В этот раз всё завершилось правильно, то есть когда он захотел. И как захотел. Улыбчивая молодая красавица Анна вдруг поняла, что он знает желания лучшее её самой. Потому что теперь то были его желания. Глядя снизу вверх расширенными зрачками, осознала, что ей нравится так смотреть. Просто смотреть, а не обыгрывать очередную эротическую сцену в окружении податливо грубых возбуждённых поклонников.
– Дневник оставляю, – звучал его голос. – На сегодня пока хватит, но скоро снова приду, – запустив руку в её волосы, улыбнулся понимающе.
В ответ она прошептала ему очевидное.
– Искренне тебе сочувствую. Сам уже ничего. Умираю – не чувствую, и убиваю – не чувствую.

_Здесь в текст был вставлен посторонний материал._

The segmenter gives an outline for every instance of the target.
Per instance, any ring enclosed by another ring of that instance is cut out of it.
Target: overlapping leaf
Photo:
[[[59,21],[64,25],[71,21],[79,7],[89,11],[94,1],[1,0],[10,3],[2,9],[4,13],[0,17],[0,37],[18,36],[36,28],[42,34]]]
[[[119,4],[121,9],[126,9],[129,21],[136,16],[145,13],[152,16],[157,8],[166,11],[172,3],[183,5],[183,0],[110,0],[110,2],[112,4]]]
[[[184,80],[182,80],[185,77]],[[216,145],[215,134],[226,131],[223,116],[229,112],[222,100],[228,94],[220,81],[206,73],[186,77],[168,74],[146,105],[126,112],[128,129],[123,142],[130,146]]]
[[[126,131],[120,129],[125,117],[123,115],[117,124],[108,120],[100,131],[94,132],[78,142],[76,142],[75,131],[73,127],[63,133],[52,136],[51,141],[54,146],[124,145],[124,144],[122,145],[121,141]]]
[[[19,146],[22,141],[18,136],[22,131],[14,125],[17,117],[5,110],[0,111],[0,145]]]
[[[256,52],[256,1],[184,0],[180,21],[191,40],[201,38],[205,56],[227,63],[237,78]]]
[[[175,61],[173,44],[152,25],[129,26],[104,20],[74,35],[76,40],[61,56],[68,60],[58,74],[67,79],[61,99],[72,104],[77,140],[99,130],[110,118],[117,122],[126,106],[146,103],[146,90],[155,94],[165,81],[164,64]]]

Он давно ушёл, но она всё ещё была Аней. Образ будто загнали глубоко внутрь нервическими фрикциями. Дышать стало трудно, но не дышать ведь тоже не выход. Не сказать, чтобы случилась зависимость: окажись этот тип впоследствии бесхарактерной дрянью, она оставила бы его без сожаления. Но мир – всего лишь призма, через которую смотришь на жизнь – если не искать ничего волнующего, приготовься встречать его всюду одинаковым. Аня всё ещё была женщиной, и потому годы за трубкой в ожидании помпезной процессии с трупом врага её очевидно не прельщали. Требовалось действовать, иначе риск поддаться воле обстоятельств становился чересчур существенным. Главное в любом процессе – его систематизировать. Превратить в ряд понятных отрывистых пунктов, вопросов и предложений. С хорошим реестром и покорение смежных пространств не кажется невыполнимой задачей.